Hi,
We are using gemini-2.5-flash
(and 2.5 pro and 2.5 flash-lite) with a tier 3 api key (from https://aistudio.google.com/u/1/apikey). However we occasionally hit rate limits earlier than expected with the following response message:
ClientError: 429 RESOURCE_EXHAUSTED. {'error': {'code': 429, 'message': 'You exceeded your current quota, please check your plan and billing details.
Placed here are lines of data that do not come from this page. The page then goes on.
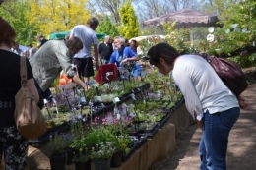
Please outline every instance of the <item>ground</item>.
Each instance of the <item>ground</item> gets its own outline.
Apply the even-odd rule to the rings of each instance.
[[[256,169],[256,68],[248,68],[244,72],[249,86],[242,96],[249,107],[241,109],[240,117],[229,135],[226,157],[228,170]],[[177,138],[173,155],[154,170],[198,170],[200,138],[201,130],[197,125],[189,127]]]

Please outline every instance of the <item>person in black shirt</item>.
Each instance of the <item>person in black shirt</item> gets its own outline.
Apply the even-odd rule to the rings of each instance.
[[[43,37],[41,33],[37,34],[37,40],[39,43],[37,44],[37,48],[39,49],[44,43],[46,43],[48,40]]]
[[[25,170],[28,154],[28,140],[18,132],[15,120],[15,95],[21,88],[21,57],[11,51],[16,32],[0,16],[0,157],[4,153],[5,169]],[[38,102],[39,95],[34,85],[30,62],[26,61],[28,88]]]
[[[105,36],[104,42],[100,43],[98,46],[98,52],[100,55],[101,64],[107,64],[111,54],[113,53],[113,46],[110,42],[110,36]]]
For more information on this error, head to: https://ai.google.dev/gemini-api/docs/rate-limits.', 'status': 'RESOURCE_EXHAUSTED', 'details': [{'@type': 'type.googleapis.com/google.rpc.QuotaFailure', 'violations': [{'quotaMetric': 'generativelanguage.googleapis.com/generate_content_paid_tier_2_input_token_count', 'quotaId': 'GenerateContentPaidTierInputTokensPerModelPerMinute-PaidTier2', 'quotaDimensions': {'location': 'global', 'model': 'gemini-2.5-flash'}, 'quotaValue': '3000000'}]}, {'@type': 'type.googleapis.com/google.rpc.Help', 'links': [{'description': 'Learn more about Gemini API quotas', 'url': 'https://ai.google.dev/gemini-api/docs/rate-limits'}]}, {'@type': 'type.googleapis.com/google.rpc.RetryInfo', 'retryDelay': '19s'}]}}
I’m confused why this message mentions PaidTier2
instead of tier 3, and the TPM is 3M instead of 8M. Is the mention of rate limits a red herring here, and this is just a typical 429 resource exhausted error? Or are we incorrectly having the tier 2 TPM limit applied?